Otostopçunun Galaksi Rehberi - Douglas Adams

Tüm yaz aylarımı alan kitap oldu. Yaz ayları sıcaktan mıdır bilmem genelde kitap okumam azalır. Bu kitaba da Haziran’da başlayayım dedim. Kabalcı yayınlarının 5 kitabın birleştirildiği tek basım halinde okudum. İlk 3 kitabı 20 günde bitirirken 4. ve 5. Kitabı bitirmem 2 ayı buldu. Tempo düştü, konu anlamsızlaştı. Bir kitap bitirmeden diğerine de başlayamayanlardan biri olunca da azar azar okumaya zorladım kendimi. Sonunda bitirince bir oh çektim. İlk 3 kitap, eğlenceli ve güzelken 4.ve 5. Kitaplar hakkında öyle diyemeyeceğim biraz zorlama uydurmalar ve diyaloglar mevcut. Sanki yazar kafasındakini tam aktaramamış ya da kafasında bir şey yokken yazmaya zorlamış kendini.Neyse iyi kötü anılarla kütüphanemdeki yerine uğurladım kitabımı.

Ütopya-Thomas More

İş Kültür Yayınlarından okudum.

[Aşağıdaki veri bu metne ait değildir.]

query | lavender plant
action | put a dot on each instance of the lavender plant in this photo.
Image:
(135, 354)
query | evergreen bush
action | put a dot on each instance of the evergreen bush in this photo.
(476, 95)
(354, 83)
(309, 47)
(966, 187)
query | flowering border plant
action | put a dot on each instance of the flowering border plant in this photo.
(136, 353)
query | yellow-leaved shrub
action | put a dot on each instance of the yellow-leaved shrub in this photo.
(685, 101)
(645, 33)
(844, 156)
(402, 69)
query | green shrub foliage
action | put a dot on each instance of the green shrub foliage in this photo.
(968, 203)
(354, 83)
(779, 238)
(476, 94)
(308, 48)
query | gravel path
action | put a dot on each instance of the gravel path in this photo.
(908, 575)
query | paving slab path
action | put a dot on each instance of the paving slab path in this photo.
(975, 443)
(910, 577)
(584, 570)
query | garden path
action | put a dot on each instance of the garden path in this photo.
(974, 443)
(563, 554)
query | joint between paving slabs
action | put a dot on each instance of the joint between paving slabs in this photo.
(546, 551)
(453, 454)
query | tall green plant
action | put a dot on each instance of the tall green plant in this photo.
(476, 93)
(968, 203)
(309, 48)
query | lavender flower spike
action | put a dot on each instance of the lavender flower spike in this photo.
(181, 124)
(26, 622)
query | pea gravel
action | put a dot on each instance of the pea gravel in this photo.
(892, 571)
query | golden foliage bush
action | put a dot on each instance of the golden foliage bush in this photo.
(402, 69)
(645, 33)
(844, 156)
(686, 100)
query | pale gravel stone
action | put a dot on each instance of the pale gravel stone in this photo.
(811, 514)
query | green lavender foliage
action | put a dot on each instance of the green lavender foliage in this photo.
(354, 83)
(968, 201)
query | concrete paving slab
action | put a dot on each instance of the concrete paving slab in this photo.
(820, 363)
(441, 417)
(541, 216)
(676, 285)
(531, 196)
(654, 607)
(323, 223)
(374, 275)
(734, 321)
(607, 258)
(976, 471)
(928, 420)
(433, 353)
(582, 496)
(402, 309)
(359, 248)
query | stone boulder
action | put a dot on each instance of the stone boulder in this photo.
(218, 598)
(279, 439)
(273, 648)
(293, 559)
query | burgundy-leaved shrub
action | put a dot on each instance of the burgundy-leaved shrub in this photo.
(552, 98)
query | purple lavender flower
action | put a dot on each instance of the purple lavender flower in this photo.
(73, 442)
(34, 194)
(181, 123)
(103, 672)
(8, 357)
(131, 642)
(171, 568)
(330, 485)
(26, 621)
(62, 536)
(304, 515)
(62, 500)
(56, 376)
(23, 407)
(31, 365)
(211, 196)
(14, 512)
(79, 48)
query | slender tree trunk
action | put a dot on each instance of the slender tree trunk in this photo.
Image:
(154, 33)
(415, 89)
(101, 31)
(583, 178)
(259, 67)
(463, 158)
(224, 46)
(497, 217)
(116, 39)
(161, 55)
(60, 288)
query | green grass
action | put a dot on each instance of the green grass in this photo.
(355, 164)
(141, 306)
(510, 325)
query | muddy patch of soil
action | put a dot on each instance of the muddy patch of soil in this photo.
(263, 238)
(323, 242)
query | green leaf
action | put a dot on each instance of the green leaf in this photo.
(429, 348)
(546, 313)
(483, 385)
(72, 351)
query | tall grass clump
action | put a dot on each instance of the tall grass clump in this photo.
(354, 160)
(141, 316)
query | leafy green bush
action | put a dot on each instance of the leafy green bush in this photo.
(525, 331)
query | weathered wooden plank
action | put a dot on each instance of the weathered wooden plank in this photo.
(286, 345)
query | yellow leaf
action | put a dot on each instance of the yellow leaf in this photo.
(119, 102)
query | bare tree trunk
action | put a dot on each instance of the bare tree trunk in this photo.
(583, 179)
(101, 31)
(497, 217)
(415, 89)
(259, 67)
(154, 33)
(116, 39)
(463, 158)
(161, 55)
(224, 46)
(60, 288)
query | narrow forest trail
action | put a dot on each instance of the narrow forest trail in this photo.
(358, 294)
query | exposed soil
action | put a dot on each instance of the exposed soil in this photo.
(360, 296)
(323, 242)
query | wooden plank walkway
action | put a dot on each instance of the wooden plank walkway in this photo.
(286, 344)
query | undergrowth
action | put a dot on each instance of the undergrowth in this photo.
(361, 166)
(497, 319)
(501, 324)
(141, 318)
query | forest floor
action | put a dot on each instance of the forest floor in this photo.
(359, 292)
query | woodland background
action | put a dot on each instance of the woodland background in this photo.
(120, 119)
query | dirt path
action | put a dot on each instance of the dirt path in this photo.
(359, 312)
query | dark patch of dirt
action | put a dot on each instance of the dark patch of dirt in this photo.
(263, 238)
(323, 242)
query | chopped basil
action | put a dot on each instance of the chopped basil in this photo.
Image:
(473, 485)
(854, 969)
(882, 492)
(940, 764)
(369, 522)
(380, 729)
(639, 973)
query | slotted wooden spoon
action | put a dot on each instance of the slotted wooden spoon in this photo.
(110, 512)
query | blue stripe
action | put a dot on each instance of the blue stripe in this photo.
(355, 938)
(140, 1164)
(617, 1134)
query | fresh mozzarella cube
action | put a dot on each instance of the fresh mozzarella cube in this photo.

The Tudors dizisini seyrettikten sonra Thomas More’u merak etmiştim zaten. Kitabın yarısı Thomas More’un yazdığı ütopya, diğer yarısı ise Thomas More ve Ütopya eserinin incelenmesi ki ben bu ikinci kısmı okurken daha çok zevk aldım. Thomes More’un hayatı ve Ütopya’nın günümüzde neden önemli olduğunu kavramak için harika bir şekilde yayına hazırlamış yayınevi.

11 Beğeni

Agatha Christie’nin “Örümcek Ağı” kitabını bir solukta bitirdim. Agatha Christie’nin okuduğum üçüncü kitabıydı ve yine çok beğenerek okudum. Bir çırpıda okunan ve okuyucuyu içine çekip elinden düşürmeden okumasını sağlayan bir eser. Daha önce okuduğum kitaplarından farklı bulup, “ee şimdi bildim ben” diyerek okudum fakat yine de şaşırtmayı başarıyor yazar.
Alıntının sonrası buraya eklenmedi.